Nicolas Winding Refn was not allowed to meet Charles Bronson in person since he is not from Britain, but was allowed to have two phone calls with him. Tom Hardy met with Bronson several times and the two became good friends. Bronson was impressed with how Hardy managed to get just as muscular as he was and how well he could mimic his own personality and voice. Bronson has stated he believes Hardy was the only person who could play him.
Charles Bronson was not allowed to see the film, but said that if his mother liked it, that would be enough for him. According to Refn, his mother loved it. In 2011 Bronson was finally allowed to see the film and called it "theatrical, creative and brilliant".
The British Prison Officers' Association complained when the film's London premiere was prefaced with a recording by Charles Bronson himself, recorded at HMP Wakefield, where he stated: "I'm proud of this film, because if I drop dead tonight, then I live on. I make no bones about it, I really was... a horrible, violent, nasty man. I'm not proud of it, but I'm not ashamed of it either... See you at the Oscars." It is illegal in the UK to make unauthorized recordings of prison inmates. This recording appears on some DVD-editions.

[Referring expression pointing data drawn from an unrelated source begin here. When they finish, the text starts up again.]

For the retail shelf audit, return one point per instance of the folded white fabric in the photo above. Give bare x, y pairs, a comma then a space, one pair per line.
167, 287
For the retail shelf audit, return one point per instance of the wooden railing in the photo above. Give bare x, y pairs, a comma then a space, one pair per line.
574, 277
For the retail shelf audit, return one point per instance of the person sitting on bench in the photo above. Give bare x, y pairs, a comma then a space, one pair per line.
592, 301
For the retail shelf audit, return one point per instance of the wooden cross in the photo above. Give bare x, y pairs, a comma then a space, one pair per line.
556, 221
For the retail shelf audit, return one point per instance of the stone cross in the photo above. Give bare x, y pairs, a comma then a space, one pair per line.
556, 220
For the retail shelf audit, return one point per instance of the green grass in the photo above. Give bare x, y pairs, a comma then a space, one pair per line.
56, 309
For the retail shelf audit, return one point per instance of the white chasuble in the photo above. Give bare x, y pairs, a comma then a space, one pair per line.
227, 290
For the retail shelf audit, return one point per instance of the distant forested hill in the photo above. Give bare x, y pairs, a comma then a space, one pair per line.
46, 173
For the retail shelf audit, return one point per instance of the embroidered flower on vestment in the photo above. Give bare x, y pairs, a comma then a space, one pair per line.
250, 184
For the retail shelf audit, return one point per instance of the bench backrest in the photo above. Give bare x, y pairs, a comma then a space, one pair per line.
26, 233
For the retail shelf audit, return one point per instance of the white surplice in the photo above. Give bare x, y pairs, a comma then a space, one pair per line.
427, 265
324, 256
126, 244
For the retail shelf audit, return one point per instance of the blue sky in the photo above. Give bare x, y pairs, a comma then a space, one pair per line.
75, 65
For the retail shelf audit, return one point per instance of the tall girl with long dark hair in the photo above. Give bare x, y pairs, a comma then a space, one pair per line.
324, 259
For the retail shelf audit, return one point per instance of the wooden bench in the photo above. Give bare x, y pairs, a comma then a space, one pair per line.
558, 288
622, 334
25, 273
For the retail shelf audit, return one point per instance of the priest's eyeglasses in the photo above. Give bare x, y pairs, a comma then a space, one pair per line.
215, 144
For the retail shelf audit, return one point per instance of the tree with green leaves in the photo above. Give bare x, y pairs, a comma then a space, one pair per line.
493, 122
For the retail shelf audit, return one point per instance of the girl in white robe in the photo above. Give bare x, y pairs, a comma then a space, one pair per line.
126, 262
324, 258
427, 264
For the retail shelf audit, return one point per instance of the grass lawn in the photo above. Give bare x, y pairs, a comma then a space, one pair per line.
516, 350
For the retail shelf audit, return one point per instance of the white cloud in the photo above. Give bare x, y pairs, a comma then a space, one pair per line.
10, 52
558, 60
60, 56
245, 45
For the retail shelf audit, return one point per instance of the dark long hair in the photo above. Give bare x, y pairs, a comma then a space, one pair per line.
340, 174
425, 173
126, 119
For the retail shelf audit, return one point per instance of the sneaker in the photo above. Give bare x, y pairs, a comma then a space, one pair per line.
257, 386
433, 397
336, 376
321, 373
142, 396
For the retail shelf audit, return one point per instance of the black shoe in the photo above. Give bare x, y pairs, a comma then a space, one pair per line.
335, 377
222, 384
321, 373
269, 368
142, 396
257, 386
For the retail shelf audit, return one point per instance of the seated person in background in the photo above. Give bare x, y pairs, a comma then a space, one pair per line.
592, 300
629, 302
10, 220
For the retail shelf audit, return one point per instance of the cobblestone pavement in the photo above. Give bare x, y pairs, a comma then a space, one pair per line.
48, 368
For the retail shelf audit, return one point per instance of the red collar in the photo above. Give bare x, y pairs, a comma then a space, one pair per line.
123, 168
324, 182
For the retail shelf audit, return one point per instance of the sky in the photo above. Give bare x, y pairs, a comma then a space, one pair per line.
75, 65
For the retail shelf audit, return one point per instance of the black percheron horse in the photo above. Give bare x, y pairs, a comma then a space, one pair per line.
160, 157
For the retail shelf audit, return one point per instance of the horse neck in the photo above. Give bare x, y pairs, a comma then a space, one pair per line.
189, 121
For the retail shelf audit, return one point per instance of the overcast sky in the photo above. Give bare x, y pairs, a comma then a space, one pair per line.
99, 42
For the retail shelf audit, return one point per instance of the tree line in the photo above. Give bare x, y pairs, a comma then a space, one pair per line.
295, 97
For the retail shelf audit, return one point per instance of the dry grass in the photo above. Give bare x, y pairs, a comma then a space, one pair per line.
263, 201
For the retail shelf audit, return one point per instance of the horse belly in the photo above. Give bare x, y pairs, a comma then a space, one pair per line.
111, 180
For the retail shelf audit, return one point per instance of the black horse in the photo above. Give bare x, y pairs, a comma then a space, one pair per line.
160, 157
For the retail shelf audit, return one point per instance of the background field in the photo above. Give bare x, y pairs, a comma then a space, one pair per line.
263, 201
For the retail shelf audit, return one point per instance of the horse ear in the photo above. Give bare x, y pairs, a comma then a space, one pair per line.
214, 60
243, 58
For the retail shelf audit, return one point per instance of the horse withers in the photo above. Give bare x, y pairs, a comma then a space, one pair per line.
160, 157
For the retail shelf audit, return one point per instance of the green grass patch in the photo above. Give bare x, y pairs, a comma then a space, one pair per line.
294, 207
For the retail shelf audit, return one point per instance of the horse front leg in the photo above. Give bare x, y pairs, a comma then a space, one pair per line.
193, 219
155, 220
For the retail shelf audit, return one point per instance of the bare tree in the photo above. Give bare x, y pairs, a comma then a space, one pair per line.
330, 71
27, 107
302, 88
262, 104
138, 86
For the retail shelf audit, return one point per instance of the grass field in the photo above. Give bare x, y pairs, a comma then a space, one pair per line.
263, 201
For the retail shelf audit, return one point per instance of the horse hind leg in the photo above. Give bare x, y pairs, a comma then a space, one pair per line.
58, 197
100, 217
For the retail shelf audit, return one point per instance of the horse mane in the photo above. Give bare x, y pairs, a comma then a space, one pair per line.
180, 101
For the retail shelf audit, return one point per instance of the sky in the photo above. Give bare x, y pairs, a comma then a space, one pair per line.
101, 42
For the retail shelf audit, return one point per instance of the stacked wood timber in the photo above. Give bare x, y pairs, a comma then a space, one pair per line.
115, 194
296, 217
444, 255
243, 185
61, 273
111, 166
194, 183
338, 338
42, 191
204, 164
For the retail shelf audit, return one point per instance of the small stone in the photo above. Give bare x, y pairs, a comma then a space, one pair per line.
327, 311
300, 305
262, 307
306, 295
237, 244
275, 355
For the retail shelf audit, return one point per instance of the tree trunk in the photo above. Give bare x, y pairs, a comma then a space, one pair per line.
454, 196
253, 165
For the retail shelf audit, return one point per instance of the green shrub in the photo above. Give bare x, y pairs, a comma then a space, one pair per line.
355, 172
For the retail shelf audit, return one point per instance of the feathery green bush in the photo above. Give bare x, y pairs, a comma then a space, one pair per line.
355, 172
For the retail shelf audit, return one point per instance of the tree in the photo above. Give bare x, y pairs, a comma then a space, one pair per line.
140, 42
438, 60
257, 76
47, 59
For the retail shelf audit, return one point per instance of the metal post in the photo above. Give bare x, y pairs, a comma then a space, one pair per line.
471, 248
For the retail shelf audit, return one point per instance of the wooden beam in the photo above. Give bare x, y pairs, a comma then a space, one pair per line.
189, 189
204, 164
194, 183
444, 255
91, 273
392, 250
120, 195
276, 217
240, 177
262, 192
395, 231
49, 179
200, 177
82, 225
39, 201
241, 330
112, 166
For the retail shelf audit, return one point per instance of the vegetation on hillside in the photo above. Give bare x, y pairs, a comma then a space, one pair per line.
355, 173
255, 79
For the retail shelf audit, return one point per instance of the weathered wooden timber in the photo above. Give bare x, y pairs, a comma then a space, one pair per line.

Bronson is occasionally seen wearing a small pair of shades. These are not an accessory. According to the real-life Bronson, his years in poorly-lit solitary units so damaged his eyesight that he required darkened lenses just to read.
When the real life Charles Bronson was moved to Parkhurst Prison in 1976, he befriended the notorious Kray Twins. Coincidentally enough, Tom Hardy would later portray both of the Kray twins in the film Legend (2015).